Liederliche Sprachkritik eines konservativen Nörglers

Von Manfred Sack

Landauf, landab sangen ihm, dem Feuilletonisten, die Feuilletonisten ein hohes Lied des Lobes: Endlich ein couragierter und pfiffiger Mann, der dem modischen Wörtergewese zuleibe rückt, dem Vokabelunkraut, das auf den Feldern unserer Sprache die Ernte verdirbt. Endlich also ein Ackersmann, der den Strohhut in die Stirne drückt, die Hacke in beide Hände nimmt und ordentlich jätet.

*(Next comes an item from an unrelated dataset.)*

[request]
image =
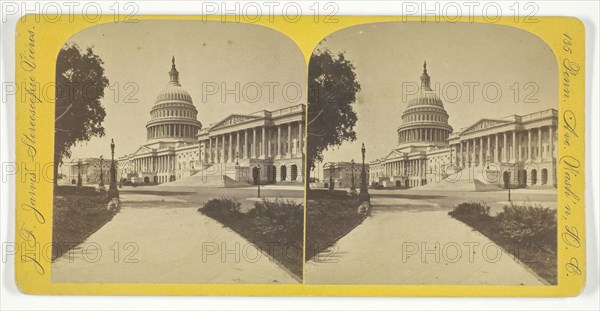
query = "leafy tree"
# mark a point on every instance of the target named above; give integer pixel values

Nur schlägt der Sprachreiniger damit viel lieber um sich, als daß er sich bückt. Und wenn man im traditionellen Bild vom Garten der Sprache bleibt, muß man dem Autor auch noch vorwerfen, nicht nur liederlich gejätet, sondern obendrein neues Unkraut gesät zu haben. Sein Buch ist oberflächlich und reaktionär dazu –

Hans Weigel: "Die Leiden der jungen Wörter" – Ein Antiwörterbuch; Artemis Verlag, München, 1974; 176 S., 19,80 DM.

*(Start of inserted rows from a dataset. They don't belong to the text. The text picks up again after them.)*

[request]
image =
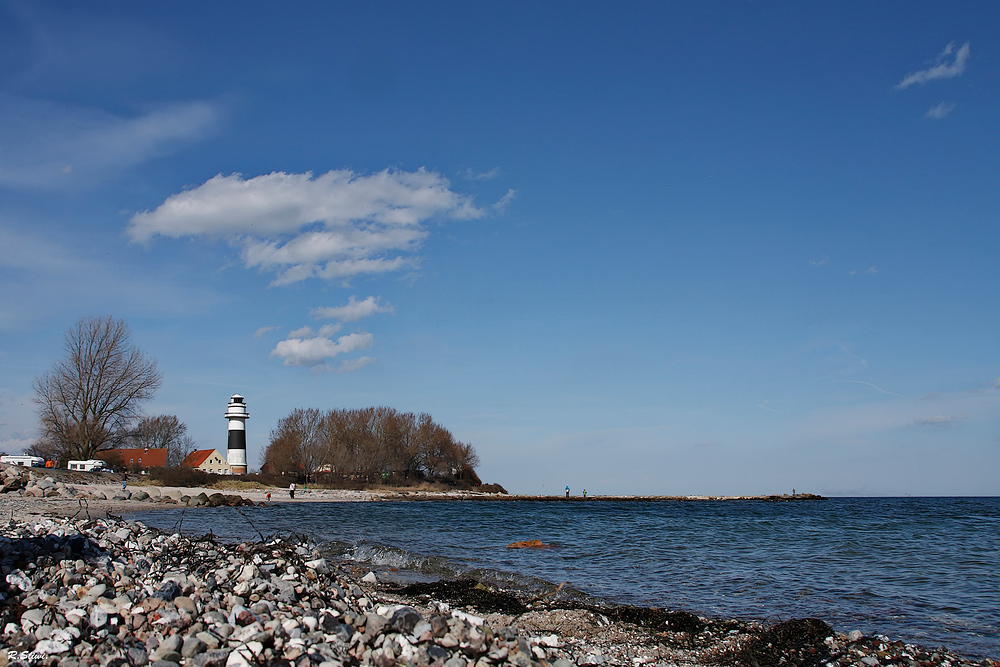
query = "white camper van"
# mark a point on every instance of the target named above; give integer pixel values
(88, 465)
(24, 461)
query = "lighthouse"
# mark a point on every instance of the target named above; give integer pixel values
(237, 454)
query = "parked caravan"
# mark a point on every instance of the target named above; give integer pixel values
(88, 465)
(24, 461)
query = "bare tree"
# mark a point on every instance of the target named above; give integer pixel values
(163, 432)
(297, 443)
(89, 400)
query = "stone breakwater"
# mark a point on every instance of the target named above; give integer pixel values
(110, 593)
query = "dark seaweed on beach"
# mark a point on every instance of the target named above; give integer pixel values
(466, 592)
(796, 642)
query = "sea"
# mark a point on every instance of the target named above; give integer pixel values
(921, 570)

Jedermann, dem die Sprache Handwerkszeug ist, kennt ihre Empfänglichkeit für modische Neubildungen ebenso wie für gedankenlose Verwachsungen, auch ihre Bereitschaft, sie aufzunehmen statt abzustoßen. Kein Buch belegt diese Diagnose so klar wie der Duden – und keins eröffnet einem auch so schmerzlich, daß es beinahe keine Therapie gibt, die bei der Behandlung sprachlicher Entstellungen einigen Erfolg verspräche. Doch wie man von einem Arzt erwartet, daß sein Tun wenn nicht gleich Heilung, so doch Linderung erhoffen lasse, so pflanzt jede Sprachkritik von neuem die Hoffnung auf, die redenden und schreibenden Landsleute würden wenigstens ihrer Gedankenlosigkeiten beim Gebrauch der Sprache inne. Das gilt für alle Kritiker, für Süskind, Storz und Sternberger wie für Mechtilde Lichnowsky oder Karl Korn, für den ungemein geduldigen, von Autorenruhm ausgenommenen Ernst Tormen im "Tagesspiegel" wie für den Sprachbriefe-Schreiber Werner Staib, auch für Richard Wagners Redakteur Hans von Wolzogen und nun für seinen gesinnungsverwandten Kollegen Hans Weigel.

Selbstverständlich findet er im Wörterschrank der Gegenwart haufenweise häßliche, verwachsene, lächerliche, falsch verwendete Wörter: (Preise) anheben, (Themen) ausklammern, (danken) dürfen, echt, einplanen, einmal mehr, erstellen, Fehlleistung, (an jemanden einen Wunsch) herantragen, herauskristallisieren, in sein, Moderator, Motivation, (ein dokumentarisches) Papier, Problematik, (süddeutscher) Raum, relevant, Repression, schulisch, Schwerpunkt, signifikant, Stellenwert, Struktur, Technologie, (zum) Tragen (kommen), unabdingbar, (Redner, welche) unterstreichen, verkraften, verunsichern – um nur ein paar zu erwähnen.